22.1 Concluding remarks

There’s an old saying, something along the lines of ‘may you live in interesting times.’ I’m not sure if every generation feels this, but we sure live in interesting times. In this book, I have tried to convey some essentials that I think would allow you to contribute. But we are just getting started.

I’m 35 and so I am in the ‘data science didn’t exist when I was an undergraduate’ generation. In a little over a decade data science has gone from something that barely existed to a defining part of academia and industry. What does that imply for for you? It may imply that one should not just be making decisions that optimize for what data science looks like right now, but also what could happen. While that’s a little difficult, that’s also one of the things that makes data science so exciting. That might mean choices like:

  • taking courses on fundamentals, not just fashionable applications;
  • reading books, not just whatever is trending; and
  • trying to be at the intersection of at least a few different areas, rather than hyper-specialized.

I’m just someone who likes to play with data using R. A decade ago I wouldn’t have fit into any particular department. I’m lucky that these days there is space in data science for someone like me. And the nice thing about what we now call data science is that there’s space for you as well.

Data science needs diversity. Data science needs your intelligence and enthusiasm. It needs you to be in the room, and able to make contributions. We live in interesting times and it’s just such an exciting time to be enthusiastic about data. I can’t wait to see what you build.

22.2 Some issues

  1. How do we write unit tests for data science?

UPDATE to add in functional tests and stuff

One thing that working with real computer scientists has taught me is the importance of unit tests. Basically this just means writing down the small checks that we do in our heads all the time. Like if we have a column that purports to the year, then it’s unlikely that it’s a character, and it’s unlikely that it’s an integer larger than 2500, and it’s unlikely that it’s a negative integer. We know all this, but writing unit tests has us write this all down.

In this case it’s obvious what the unit test looks like. But more generally, we often have little idea what our results should look like if they’re running well. The approach that I’ve taken is to add simulation—so we simulate reasonable results, write unit tests based on that, and then bring the real data to bear and adjust as necessary. But I really think that we need extensive work in this area because the current state-of-the-art is lacking.
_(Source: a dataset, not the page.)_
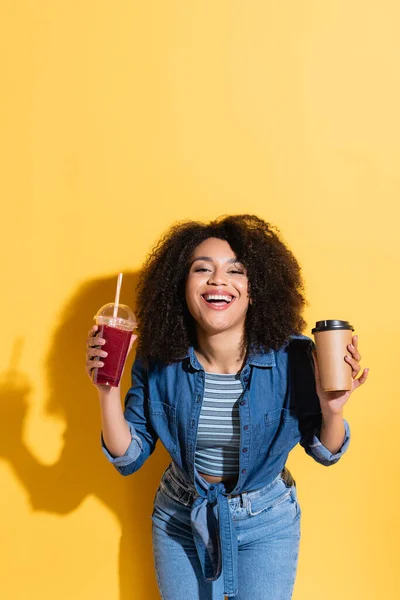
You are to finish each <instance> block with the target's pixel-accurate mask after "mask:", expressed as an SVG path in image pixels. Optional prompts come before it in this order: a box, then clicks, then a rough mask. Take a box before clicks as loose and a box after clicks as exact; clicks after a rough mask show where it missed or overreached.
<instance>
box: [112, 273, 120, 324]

  1. What happened to the machine learning revolution?

I don’t understand what happened to the promised machine learning revolution in social sciences. Specifically, I’m yet to see any convincing application of machine learning methods that are designed for prediction to a social sciences problem where what we care about is understanding. I would like to either see evidence of them or a definitive thesis about why this can’t happen. The current situation is untenable where folks, especially those in fields that have been historically female, are made to feel inferior even though their results are no worse.
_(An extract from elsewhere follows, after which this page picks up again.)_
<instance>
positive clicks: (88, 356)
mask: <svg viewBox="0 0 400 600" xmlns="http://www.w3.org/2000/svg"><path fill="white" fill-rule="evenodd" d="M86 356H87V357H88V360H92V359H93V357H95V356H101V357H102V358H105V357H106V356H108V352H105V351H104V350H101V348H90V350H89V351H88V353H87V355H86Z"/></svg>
  1. How do we think about power?

As someone who learnt statistics from economists, but now is partly in a statistics department, I do think that everyone should learn statistics from statisticians. This isn’t anything against economists, but the conversations that I have in the statistics department about what statistical methods are and how they should be used are very different to those that I’ve had in other departments.

I think the problem is that people outside statistics, treat statistics as a recipe in which they follow various steps and then out comes a cake. With regard to ‘power’—it turns out that there were a bunch of instructions that no one bothered to check—they turned the oven on to some temperature without checking that it was 180C, and that’s fine because whatever mess came out was accepted because the people evaluating the cake didn’t know that they needed to check the temperature had been appropriately set. (I’m ditching this analogy right now).

As you know, the issue with power is related to the broader discussion about p-values, which basically no one is taught properly, because it would require changing an awful lot about how we teach statistics i.e. moving away from the recipe approach.

And so, my specific issue is that people think that statistics is a recipe to be followed. They think that because that’s how they are trained especially in social sciences like political science and economics, and that’s what is rewarded. But that’s not what these methods are. Instead, statistics is a collection of different instruments that let us look at our data in a certain way. I think that we need a revolution here, not a metaphorical tucking in of one’s shirt.

22.3 Next steps

This book has covered much ground, and while we are toward the end of it, as the butler Stevens is told in the novel The Remains of the Day (Ishiguro 1989):

The evening’s the best part of the day. You’ve done your day’s work. Now you can put your feet up and enjoy it.

Chances are there are aspects that you want to explore further, building on the foundation that you have established. If so, then I’ve accomplished what I set out to do.

If you were new to data science at the start of this book, then the next step would be to backfill that which I skipped over, and I would recommend Timbers, Campbell, and Lee (2022). After that, you should learn more about R in terms of data science by going through Wickham and Grolemund (2017). To deepen your understanding of R itself, go next to Wickham (2019a).

If you’re interested in learning more about causality then start with Cunningham (2021) and Huntington-Klein (2021).

If you’re interested to learn more about statistics then begin with McElreath (2020), and then backfill with Johnson, Ott, and Dogucu (2022) and solidify the foundation with Gelman et al. (2014). You should probably also backfill some of the fundamentals around probability, starting with Wasserman (2005).

There is only one next natural step if you’re interested in learning more about statistical (what’s come to be called machine) learning and that’s James et al. (2017) followed by Friedman, Tibshirani, and Hastie (2009).

If you’re interested in sampling then the next book to turn to is Lohr (2019). To deepen your understanding of surveys and experiments, go next to Gerber and Green (2012) in combination with Kohavi, Tang, and Xu (2020).

For graphs turn to Healy (2018).

Writing go to…

Thinking through production and SQL and things like, a next natural step is…

We often hear the phrase let the data speak. Hopefully by this point you understand that never happens. All that we can do is to acknowledge that we are the ones using data to tell stories, and strive and seek to make them worthy.